Now picture yourself as a young child again, celebrating your most favourite festival. What do you see? The sights, the scents, the noises, the music, the people – young and old, the food, the excitement swelling in your heart.
It is only 5 days until the start of the next Lunar New Year. My sister recently wrote on her Facebook page the wonderful memories she has of it from when we were young. The things she mentioned – from the month-long preparation prior to the festival (baking, cleaning, shopping) to the red packets, the new clothes, the firecrackers, the somewhat noisy Chinese New Year songs being played repeatedly on major channels, days of visiting houses of friends and relatives, days and days of feasting on rich, decadent Chinese dishes and home baked cookies, I think she forgot to mention the gambling (oh yes…. do not forget the gambling) – are all as etched into her memories as they are mine. In my mind I can still see and feel it, and every year around this time I would reminisce those days.
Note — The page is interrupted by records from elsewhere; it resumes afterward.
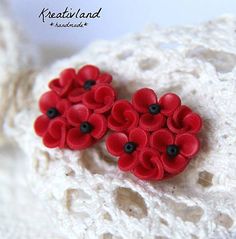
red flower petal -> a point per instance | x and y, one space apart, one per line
192 123
115 143
76 95
56 134
62 106
123 116
151 122
188 144
62 85
48 100
143 98
169 103
87 72
41 125
174 165
49 141
105 78
150 165
138 136
77 140
57 129
127 162
161 139
175 123
99 124
100 98
77 114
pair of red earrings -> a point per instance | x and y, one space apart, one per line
153 138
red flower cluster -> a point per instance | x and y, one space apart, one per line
73 112
155 138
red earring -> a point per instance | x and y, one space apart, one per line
73 112
154 139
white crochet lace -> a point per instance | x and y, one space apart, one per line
86 193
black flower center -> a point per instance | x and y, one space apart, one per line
130 147
172 150
52 113
86 127
154 109
88 84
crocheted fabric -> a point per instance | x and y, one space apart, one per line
14 68
90 198
22 215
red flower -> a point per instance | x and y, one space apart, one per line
87 77
52 107
153 111
176 150
100 98
64 83
184 120
123 117
149 165
126 147
87 127
56 134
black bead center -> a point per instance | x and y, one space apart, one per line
88 84
52 113
154 109
130 147
86 127
172 150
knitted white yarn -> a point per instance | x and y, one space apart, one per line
86 193
22 215
16 64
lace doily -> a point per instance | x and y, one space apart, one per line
85 192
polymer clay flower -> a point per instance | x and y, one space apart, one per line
149 166
52 107
153 111
87 127
64 83
123 116
184 120
100 98
87 77
56 134
126 147
176 150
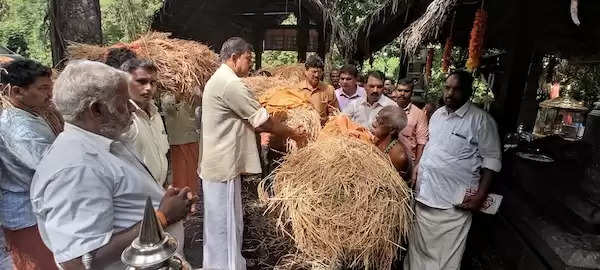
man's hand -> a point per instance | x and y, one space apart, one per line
175 204
412 183
473 202
301 138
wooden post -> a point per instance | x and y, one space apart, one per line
322 45
73 20
513 81
258 48
529 104
302 36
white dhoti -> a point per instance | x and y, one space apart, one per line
223 225
438 238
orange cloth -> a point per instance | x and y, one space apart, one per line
342 125
322 98
184 160
28 251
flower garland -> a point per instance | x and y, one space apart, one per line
448 46
447 55
429 64
477 39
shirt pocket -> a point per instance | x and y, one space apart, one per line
460 146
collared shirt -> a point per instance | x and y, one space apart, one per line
82 198
322 98
230 113
344 99
460 144
148 136
180 120
361 112
24 138
416 131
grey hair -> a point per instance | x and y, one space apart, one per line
234 45
393 117
83 83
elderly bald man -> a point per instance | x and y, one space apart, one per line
89 190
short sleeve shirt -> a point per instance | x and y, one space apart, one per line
361 112
461 143
416 131
148 136
82 198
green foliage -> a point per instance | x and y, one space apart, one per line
584 80
277 58
383 62
125 20
24 29
481 95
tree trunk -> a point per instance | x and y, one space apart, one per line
73 21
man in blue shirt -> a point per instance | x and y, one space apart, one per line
26 90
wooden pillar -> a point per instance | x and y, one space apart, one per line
529 104
302 36
322 46
258 48
513 82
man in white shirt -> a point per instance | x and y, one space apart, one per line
364 110
463 153
147 133
349 89
89 190
231 116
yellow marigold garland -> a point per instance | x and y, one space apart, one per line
477 39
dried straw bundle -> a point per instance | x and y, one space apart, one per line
260 84
292 107
293 73
341 125
184 66
342 211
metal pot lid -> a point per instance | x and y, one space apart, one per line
152 246
565 102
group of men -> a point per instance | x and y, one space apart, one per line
74 198
456 150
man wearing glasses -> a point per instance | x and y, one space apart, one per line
416 134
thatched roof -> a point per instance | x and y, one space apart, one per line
213 22
545 25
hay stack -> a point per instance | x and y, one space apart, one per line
184 66
292 106
343 203
260 84
341 125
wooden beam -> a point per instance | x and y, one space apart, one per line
302 37
529 105
513 81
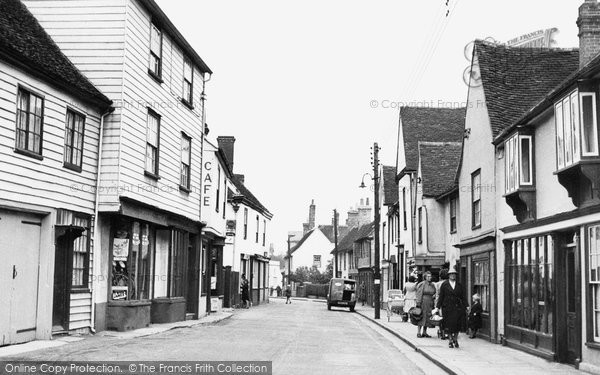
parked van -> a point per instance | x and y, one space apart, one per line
342 292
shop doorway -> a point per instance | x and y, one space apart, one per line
569 303
193 276
20 250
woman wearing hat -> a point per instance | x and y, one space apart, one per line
425 296
452 302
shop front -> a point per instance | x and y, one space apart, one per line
153 268
542 295
477 275
212 271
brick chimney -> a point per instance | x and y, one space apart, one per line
226 144
311 215
364 212
589 31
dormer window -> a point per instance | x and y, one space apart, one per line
519 187
576 128
577 148
519 162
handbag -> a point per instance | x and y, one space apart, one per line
415 314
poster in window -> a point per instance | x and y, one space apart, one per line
119 292
120 248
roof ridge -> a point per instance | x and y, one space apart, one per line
439 143
504 45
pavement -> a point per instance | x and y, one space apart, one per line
13 350
475 356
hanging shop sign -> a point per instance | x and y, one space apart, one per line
120 249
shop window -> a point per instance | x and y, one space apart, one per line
132 258
481 282
593 235
155 63
529 283
81 254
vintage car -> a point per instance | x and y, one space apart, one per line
342 292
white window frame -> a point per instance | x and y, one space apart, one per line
560 141
593 255
576 127
594 125
520 160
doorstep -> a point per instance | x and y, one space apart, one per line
16 349
163 327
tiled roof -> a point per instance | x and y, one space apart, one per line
365 231
514 79
430 125
346 242
302 240
439 163
25 42
249 197
330 234
390 186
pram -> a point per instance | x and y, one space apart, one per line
395 304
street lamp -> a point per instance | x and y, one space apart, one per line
376 275
289 259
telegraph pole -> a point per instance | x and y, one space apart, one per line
376 275
335 254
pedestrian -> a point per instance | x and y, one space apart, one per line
245 292
425 296
452 304
443 276
410 294
475 315
362 293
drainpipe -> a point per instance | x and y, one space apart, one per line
202 132
96 204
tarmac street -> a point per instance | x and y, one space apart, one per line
300 338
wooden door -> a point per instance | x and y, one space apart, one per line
62 271
20 251
573 303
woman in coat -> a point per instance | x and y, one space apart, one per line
410 294
452 303
425 297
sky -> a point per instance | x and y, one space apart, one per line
307 87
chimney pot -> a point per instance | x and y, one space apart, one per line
226 144
589 31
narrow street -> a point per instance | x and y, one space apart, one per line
300 338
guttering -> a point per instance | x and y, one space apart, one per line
96 205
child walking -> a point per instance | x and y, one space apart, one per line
475 315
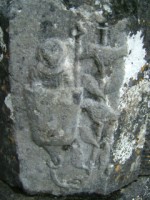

As a species, we do not like staying still – we migrate, we move away far from our homes to meet new people and explore new opportunities. As we do that time and time again, generation by generation, we move into and adapt to new environments and shed off and move further away from the histories and cultures that define us (more out of necessity and limited by resources). Like us, we love Australia and now call it home, but I am always acutely aware at this time of the year that we are now in very different environment from the one we grew up in – there is no holiday, no loud music, no excited little children, no crowds milling around shopping centres and no special programs on TV to remind you that somewhere else in the world a major festival is being celebrated.
So increasingly more these days we yearn for and need cultural festivities like these to connect us back to our roots and bring people back together. It is during these festivals that we have the opportunity to celebrate and continue to pass on traditions that our ancestors from thousands of years ago taught us to do (like the art of performing lion dances and the lighting of firecrackers to ward off the evil spirits). It is also during these festivals that families get together and sit down for a nice dinner and those from afar travel to be with those they love.
Within the family here we try to do as much as we can to revive those traditions – which may include taking a day off to visit relatives and spending a weekend making cookies and withdrawing a large sum of money and putting them into red packets ready to be handed out to eager little hands. I would really love for my children to have the same experiences and fond memories of cultural festivities as part of their childhood as I did and I also realised that it is entirely up to us – myself and Will – as to whether that happens and the impact it would have on generations to come if we are too complacent to make it happen.
Like my mother would say, we should not use the excuse of busy modern lives get in the way of doing something we are serious about doing, and this is one of them.